18.1 If any provision of this Contract is held invalid or unenforceable, such provision will be considered null and void while the remaining provisions will remain in full force and effect.
18.2 The failure of Wyscout to exercise or enforce any right or provisions hereof shall not in any way constitute a waiver of such right or provision.
18.3 This Contract expresses the entire understanding and agreement between Wyscout and the Customer pertaining to the subject matter thereof.
18.4 Section headings are provided for ease of reading and have no legal or contractual effect.
18.5 Each party acts independently and is not an agent or representative of any other party.
18.6 No party has the right or authority to create obligations or give representations or guarantees in the name and on behalf of another party. This Contract may not be interpreted or construed to create an association, joint venture or partnership between the parties or to impose any obligation or liability of a partnership to one of them. The parties acknowledge and agree that this Contract may be terminated electronically without the need for written signatures.
18.7 The Customer expressly declares that he/she has read and fully understood this Contract, and that he/she accepts all its terms and conditions. The Customer has independently evaluated all aspects of this Contract and the opportunity to adhere to them. The Customer declares that he/she does not rely on any representation, guarantee or statement by Wyscout and/or third parties that is not expressly considered in this Contract.
19.1 All the information which the Customer becomes aware of during the execution of this Contract concerning, for example, the organisation, business and activity of Wyscout, as well as information regarding the Data, the Tool, the Service, Software or any other information acquired by the Customer under this Contract, is entirely confidential and must not be communicated or disclosed, either directly or indirectly, to third parties.

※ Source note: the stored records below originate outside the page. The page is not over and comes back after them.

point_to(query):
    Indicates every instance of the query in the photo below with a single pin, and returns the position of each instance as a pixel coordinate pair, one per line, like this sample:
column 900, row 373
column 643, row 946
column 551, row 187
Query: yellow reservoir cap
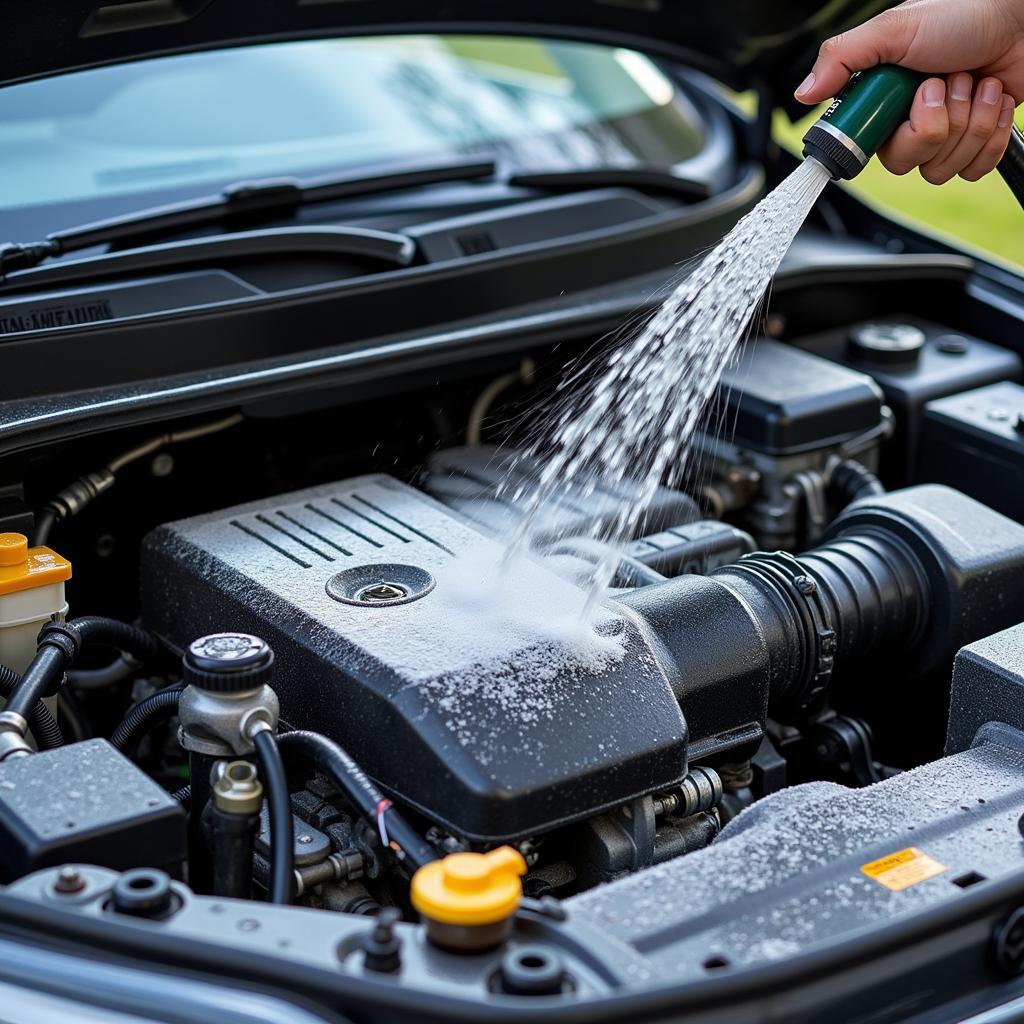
column 470, row 888
column 23, row 567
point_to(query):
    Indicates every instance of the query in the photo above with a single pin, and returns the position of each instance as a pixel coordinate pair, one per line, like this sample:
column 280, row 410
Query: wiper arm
column 272, row 196
column 643, row 178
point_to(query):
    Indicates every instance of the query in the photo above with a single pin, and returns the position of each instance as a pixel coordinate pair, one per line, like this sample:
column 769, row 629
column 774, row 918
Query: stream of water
column 630, row 418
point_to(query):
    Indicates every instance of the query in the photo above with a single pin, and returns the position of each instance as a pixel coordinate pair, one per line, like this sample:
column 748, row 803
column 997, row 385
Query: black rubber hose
column 44, row 726
column 58, row 646
column 330, row 759
column 41, row 678
column 141, row 644
column 157, row 708
column 232, row 841
column 280, row 808
column 1012, row 164
column 851, row 479
column 95, row 679
column 183, row 797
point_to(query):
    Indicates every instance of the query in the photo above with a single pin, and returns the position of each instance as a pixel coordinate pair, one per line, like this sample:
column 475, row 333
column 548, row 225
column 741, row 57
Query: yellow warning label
column 902, row 869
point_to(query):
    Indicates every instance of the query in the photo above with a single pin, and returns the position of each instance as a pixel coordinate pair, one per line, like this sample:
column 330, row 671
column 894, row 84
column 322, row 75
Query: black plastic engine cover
column 497, row 731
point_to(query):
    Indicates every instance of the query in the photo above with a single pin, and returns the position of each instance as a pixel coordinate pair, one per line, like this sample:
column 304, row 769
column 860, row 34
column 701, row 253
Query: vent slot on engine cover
column 489, row 721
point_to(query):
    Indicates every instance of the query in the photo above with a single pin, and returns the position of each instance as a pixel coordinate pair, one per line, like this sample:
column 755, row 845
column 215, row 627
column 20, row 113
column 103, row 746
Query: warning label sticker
column 904, row 868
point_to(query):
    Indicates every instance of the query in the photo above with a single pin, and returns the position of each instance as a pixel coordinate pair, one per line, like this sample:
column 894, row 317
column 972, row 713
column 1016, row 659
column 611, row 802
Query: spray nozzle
column 872, row 105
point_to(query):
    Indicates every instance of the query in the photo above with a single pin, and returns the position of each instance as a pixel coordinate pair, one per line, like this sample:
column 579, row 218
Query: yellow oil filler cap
column 13, row 550
column 464, row 896
column 32, row 592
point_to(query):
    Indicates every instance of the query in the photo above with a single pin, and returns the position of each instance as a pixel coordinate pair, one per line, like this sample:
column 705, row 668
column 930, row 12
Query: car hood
column 741, row 42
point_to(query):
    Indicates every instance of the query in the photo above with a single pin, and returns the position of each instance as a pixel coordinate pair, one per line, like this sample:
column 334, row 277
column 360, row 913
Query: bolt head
column 69, row 881
column 382, row 592
column 805, row 585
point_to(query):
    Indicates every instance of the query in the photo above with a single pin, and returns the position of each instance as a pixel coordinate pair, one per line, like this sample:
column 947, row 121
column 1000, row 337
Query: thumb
column 884, row 39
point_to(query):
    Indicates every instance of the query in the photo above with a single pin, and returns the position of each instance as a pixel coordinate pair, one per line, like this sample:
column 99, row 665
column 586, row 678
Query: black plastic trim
column 32, row 422
column 347, row 243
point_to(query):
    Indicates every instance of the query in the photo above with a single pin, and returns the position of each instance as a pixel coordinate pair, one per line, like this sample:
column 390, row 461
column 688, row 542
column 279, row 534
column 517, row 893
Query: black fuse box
column 913, row 361
column 975, row 442
column 85, row 803
column 782, row 400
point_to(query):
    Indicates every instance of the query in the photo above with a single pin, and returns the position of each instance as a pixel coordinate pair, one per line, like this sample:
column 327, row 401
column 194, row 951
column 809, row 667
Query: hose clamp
column 64, row 636
column 785, row 572
column 12, row 730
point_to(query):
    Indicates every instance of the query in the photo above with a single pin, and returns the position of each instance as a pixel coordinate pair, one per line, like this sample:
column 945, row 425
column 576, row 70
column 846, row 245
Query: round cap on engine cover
column 227, row 663
column 470, row 888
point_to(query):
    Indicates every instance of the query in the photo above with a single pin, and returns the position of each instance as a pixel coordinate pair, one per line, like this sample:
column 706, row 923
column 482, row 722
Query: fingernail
column 960, row 87
column 935, row 92
column 991, row 91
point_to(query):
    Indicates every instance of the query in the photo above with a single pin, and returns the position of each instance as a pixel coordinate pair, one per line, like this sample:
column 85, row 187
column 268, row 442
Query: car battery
column 975, row 442
column 914, row 361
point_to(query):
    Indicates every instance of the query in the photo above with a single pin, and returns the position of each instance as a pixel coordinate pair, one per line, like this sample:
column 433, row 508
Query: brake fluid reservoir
column 32, row 592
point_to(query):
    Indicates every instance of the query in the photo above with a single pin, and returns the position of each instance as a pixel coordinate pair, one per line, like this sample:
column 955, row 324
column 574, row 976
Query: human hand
column 960, row 124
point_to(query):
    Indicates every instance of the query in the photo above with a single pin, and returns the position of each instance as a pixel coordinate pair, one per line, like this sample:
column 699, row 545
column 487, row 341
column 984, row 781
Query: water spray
column 873, row 104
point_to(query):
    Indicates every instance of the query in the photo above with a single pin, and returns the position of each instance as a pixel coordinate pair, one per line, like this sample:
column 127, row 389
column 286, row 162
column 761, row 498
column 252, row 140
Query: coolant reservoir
column 31, row 594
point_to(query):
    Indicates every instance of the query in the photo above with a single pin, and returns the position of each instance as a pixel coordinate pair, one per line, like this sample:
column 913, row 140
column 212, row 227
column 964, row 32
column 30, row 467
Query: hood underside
column 741, row 42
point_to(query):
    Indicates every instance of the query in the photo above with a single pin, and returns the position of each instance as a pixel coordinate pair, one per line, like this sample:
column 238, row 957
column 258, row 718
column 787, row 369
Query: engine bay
column 751, row 751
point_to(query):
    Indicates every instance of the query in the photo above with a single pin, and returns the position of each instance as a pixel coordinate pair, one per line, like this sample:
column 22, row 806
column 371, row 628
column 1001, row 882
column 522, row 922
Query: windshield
column 209, row 119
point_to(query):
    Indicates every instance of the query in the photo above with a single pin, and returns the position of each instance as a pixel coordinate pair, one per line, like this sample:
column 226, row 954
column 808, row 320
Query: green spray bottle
column 871, row 107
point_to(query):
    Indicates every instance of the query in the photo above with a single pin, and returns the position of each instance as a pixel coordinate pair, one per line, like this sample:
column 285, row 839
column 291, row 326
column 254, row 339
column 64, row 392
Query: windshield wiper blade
column 271, row 196
column 643, row 178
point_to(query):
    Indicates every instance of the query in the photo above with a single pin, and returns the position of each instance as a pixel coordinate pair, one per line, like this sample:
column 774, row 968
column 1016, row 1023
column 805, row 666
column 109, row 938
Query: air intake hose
column 911, row 576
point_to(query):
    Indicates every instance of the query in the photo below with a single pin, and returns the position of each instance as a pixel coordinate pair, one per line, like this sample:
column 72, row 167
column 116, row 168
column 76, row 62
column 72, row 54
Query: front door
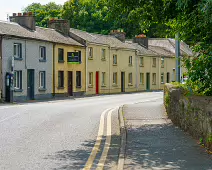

20. Governing Law and Jurisdiction
20.1 This Contract is governed by Italian law.
20.2 Any dispute arising between the parties concerning the interpretation, validity, efficacy and/or execution of the Contract shall be settled amicably between them, and if this is not possible, shall be referred exclusively to the Court of Genova.
21. Special Packages and Independent Providers services
21.1 As an exception of what above mentioned in Article 3 of the present Contract, the Customer may be able to purchase, through the Tool, special Packages provided by Wyscout and/or services by third parties (Independent Providers) different from Wyscout.
21.2 Wyscout shall never be held responsible for any damages or costs suffered or borne by the Customer and arising from facts, acts and/or behaviour of the Independent Providers.
Pursuant to and in Article 1341 of the Civil Code, the Customer declares him/herself to understand the content and accept the effects of the following provisions:
Article 1 (Subject of the Contract); Article 2 (Packages); Article 3 (Supply of the Service); Article 4 (Conduct of the Customer); Article 6 (Consideration, Method of Payment and Invoicing); Article 7 (Industrial Property Rights of Wyscout); Article 8 (Trademarks and Distinguishing Signs of the Customer); Article 9 (Disclaimer); Article 10 (Wyscout Limitation of Liability); Article 11 (Customer Declarations and Guarantees and Additional Agreements); Article 12 (Duration of the Contract); Article 13 (Express Termination Clause – Cancellation of the Contract); Article 15 (Prohibition of Assignment of Contract); Article 20 (Governing Law and Jurisdiction; Article 21 (Independent Providers services).